Сирокко помрачнела. Ну как его со всей этой информацией отпустить? Пусть сведения обрывочные и пусть даже неясно, что здесь правда, а что – нет, но это все, что у них есть.

Однако менять решение было уже поздно. Кельвин уже сунул ногу в стремя на конце длинной веревки. Август присоседилась – и пузырь подтянул их к себе.

– Капитан! – крикнул Кельвин, прежде чем исчезнуть. – Габи не следовало называть это место Фемидой. Зовите его Геей.

Погруженная в черную хандру, Сирокко мысленно пережевывала случившееся. Сидела у реки и без конца думала о том, что ей следовало сделать. Но единственно верного решения так и не находила.

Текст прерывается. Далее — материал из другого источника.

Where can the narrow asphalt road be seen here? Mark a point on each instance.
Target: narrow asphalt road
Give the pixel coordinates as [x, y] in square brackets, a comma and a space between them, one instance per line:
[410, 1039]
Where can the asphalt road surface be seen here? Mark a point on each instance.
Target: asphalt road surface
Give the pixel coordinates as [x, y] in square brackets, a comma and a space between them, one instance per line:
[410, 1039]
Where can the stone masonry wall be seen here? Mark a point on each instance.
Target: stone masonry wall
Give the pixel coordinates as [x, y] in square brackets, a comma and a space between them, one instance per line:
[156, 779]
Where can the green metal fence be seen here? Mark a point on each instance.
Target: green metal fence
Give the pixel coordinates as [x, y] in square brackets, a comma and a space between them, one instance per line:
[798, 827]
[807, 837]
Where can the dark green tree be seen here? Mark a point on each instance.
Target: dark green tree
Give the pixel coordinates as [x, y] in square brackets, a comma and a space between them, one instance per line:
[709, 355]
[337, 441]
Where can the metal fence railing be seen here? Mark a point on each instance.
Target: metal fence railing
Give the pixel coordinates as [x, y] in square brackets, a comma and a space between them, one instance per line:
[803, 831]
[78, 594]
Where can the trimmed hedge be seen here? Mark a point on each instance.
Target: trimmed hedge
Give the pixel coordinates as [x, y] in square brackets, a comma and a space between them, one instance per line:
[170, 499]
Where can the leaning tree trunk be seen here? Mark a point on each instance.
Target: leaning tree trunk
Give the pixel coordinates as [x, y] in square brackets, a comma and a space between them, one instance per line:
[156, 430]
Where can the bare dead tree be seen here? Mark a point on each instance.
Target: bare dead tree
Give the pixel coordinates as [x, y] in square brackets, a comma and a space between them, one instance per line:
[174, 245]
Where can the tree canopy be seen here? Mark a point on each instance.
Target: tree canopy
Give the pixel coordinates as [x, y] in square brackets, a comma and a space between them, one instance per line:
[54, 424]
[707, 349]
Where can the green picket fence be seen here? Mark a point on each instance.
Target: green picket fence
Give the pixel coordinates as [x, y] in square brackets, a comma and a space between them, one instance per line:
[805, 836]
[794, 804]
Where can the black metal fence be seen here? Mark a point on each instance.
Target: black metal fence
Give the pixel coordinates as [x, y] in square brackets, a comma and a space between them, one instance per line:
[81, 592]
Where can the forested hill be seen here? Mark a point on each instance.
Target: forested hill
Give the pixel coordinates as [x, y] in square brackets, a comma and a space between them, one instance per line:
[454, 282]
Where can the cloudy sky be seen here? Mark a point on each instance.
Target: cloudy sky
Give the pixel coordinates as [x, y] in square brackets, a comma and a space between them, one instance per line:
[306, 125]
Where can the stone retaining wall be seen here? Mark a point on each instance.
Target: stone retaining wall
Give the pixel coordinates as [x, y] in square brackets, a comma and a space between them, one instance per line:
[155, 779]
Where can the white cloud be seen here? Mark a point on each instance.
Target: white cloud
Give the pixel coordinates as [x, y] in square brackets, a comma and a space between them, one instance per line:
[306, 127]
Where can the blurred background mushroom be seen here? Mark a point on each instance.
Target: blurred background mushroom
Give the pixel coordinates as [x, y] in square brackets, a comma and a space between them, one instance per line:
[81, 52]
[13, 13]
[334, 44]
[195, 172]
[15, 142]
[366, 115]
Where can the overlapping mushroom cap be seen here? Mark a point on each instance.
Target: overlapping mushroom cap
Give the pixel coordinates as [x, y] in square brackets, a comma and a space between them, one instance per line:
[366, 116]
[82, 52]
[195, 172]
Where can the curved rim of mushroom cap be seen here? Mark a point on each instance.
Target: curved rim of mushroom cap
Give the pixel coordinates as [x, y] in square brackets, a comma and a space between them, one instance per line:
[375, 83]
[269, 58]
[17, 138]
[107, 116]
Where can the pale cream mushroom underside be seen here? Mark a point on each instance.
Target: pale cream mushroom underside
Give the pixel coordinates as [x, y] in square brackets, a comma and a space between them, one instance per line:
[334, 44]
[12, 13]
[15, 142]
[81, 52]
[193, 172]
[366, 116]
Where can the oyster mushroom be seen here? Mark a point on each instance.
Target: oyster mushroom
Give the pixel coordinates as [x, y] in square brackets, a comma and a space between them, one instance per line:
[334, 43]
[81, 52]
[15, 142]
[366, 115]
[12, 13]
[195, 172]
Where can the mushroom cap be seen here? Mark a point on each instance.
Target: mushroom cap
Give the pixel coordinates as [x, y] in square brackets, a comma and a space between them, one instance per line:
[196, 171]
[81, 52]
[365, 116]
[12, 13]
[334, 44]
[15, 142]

– А как насчет клятвы Гиппократа? – вдруг спросила она у Билла. – Ведь его, черт побери, послали сюда с одним-единственным заданием – заботиться о нас, когда нам это потребуется.

– Пойми, Рокки, мы все теперь изменились.

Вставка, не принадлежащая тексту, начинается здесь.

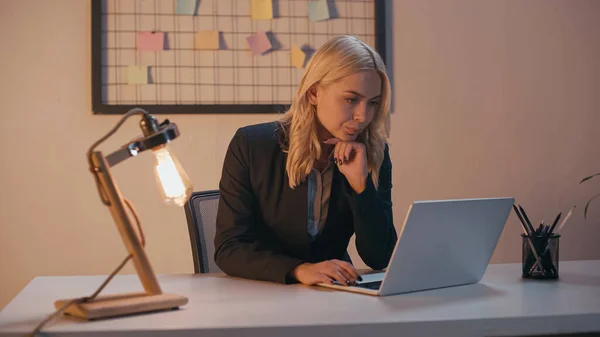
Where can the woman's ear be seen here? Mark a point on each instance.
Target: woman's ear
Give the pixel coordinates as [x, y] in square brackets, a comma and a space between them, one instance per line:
[312, 95]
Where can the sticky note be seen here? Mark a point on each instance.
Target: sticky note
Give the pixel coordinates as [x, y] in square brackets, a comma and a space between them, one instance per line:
[261, 9]
[259, 43]
[186, 7]
[151, 41]
[318, 10]
[297, 56]
[137, 74]
[207, 39]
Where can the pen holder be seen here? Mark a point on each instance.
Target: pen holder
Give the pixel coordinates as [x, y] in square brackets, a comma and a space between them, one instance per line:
[543, 263]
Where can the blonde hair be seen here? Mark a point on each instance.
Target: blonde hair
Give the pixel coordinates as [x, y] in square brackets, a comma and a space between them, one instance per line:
[338, 57]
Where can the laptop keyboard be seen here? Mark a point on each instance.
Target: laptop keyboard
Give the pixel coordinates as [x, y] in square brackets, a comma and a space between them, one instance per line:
[369, 285]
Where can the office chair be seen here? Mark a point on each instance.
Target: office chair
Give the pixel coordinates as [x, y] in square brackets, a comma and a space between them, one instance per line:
[201, 214]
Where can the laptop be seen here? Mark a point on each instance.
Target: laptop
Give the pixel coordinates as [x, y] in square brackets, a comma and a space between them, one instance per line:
[443, 243]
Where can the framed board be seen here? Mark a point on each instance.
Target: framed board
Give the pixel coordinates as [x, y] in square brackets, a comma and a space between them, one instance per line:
[195, 56]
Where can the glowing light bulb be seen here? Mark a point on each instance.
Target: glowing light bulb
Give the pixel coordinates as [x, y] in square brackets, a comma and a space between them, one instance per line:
[175, 186]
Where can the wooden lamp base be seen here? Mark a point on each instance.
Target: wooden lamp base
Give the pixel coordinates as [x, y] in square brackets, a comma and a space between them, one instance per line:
[122, 304]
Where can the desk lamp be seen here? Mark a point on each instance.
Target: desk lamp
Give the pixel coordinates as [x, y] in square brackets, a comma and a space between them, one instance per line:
[175, 188]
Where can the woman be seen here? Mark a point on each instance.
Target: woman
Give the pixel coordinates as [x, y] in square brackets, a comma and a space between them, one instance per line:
[293, 192]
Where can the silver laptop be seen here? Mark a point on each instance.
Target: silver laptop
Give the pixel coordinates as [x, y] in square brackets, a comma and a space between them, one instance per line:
[443, 243]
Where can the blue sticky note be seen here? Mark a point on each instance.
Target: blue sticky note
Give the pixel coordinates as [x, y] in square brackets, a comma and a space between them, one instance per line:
[318, 10]
[187, 7]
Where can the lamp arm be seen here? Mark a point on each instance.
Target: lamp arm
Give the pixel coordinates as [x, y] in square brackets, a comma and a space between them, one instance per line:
[163, 134]
[93, 167]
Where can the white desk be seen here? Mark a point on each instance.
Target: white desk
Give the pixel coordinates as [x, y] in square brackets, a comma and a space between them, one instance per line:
[500, 305]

"Все, кроме меня", – подумала Сирокко, но вслух сказать не решилась. И все же, насколько она могла судить, пережитое ею далеко идущих последствий не имело. В каком-то смысле странно было именно это – а не то, что произошло с остальными. Вообще-то все они должны были впасть в кататонию. Вместо этого один получил амнезию, другая невроз навязчивости, третью стала мучить травма подросткового возраста, а четвертый ни с того ни с сего возлюбил живые дирижабли. И только разум Сирокко остался в целости и сохранности.

"Хоть себя не дурачь, – пробормотала она. – Наверняка ты им кажешься такой же тронутой, как и они тебе". Но и это замечание Сирокко затем отвергла. Билл, Габи и Кельвин сознавали, что пережитое их изменило, хотя Габи и не желала признавать свою любовь к Сирокко побочным эффектом. Август же была настолько потрясена утратой сестры, что вообще ни о чем другом не думала.

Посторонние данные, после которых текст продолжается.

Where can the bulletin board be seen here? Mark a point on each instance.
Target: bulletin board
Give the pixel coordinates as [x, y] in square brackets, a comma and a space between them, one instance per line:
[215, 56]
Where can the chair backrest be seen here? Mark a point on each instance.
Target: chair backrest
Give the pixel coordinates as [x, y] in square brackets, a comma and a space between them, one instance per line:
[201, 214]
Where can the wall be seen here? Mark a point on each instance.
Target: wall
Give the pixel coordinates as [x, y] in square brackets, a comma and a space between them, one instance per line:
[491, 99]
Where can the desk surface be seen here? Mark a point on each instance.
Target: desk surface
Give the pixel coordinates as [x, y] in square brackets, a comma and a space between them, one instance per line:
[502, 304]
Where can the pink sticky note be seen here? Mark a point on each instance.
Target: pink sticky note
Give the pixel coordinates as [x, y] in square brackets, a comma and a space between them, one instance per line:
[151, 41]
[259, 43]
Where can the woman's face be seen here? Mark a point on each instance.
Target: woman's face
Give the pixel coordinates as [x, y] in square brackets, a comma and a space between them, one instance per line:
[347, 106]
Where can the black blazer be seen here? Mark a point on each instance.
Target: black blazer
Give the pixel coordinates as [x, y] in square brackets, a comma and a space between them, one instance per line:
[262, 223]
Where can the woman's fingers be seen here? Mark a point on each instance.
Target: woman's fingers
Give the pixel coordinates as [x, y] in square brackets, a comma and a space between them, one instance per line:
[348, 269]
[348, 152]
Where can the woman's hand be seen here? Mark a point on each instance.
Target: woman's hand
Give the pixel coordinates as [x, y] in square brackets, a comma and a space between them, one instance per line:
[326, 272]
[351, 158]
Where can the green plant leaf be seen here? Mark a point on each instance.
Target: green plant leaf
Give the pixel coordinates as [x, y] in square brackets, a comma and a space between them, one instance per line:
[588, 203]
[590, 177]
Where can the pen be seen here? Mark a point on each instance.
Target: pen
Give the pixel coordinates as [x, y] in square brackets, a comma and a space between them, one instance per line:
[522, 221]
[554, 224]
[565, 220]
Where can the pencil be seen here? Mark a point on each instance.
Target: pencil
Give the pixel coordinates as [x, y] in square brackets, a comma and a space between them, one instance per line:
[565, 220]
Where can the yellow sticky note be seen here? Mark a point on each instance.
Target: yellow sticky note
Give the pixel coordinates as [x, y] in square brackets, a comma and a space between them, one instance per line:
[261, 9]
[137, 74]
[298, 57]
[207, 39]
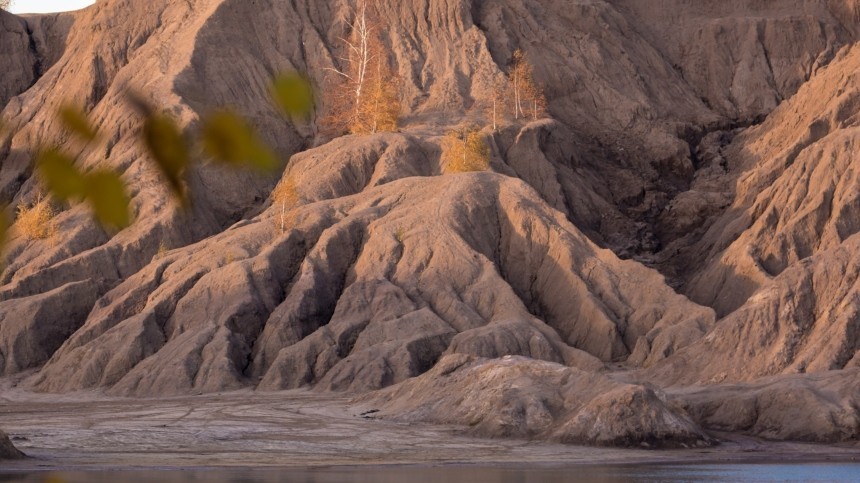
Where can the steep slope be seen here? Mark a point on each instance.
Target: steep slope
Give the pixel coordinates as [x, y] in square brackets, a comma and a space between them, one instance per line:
[367, 290]
[518, 397]
[799, 191]
[388, 265]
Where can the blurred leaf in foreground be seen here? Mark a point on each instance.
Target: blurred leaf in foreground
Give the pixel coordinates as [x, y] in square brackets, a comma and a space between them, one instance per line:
[76, 122]
[108, 199]
[164, 141]
[229, 138]
[60, 175]
[294, 94]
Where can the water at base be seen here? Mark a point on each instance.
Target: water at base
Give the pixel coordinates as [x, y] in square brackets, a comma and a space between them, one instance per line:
[827, 472]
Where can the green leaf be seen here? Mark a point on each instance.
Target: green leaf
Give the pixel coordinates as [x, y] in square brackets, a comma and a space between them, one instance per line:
[228, 138]
[76, 122]
[60, 176]
[168, 148]
[294, 95]
[108, 199]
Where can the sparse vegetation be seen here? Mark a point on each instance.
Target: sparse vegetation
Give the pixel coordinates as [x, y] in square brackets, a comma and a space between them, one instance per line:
[465, 150]
[363, 92]
[528, 97]
[286, 196]
[400, 234]
[162, 250]
[36, 221]
[516, 96]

Тут Сирокко опять вспомнила про Апрель и Джина. Интересно, живы ли они, а если живы, то как у них там дела? Пребывают ли они в одиночестве или им удалось соединиться?

Пытаясь связаться с пропавшими товарищами, Сирокко, Билл и Габи наладили регулярные сеансы приема и передачи – но тщетно. Не слышно было больше мужских рыданий, а Апрель вообще исчезла бесследно.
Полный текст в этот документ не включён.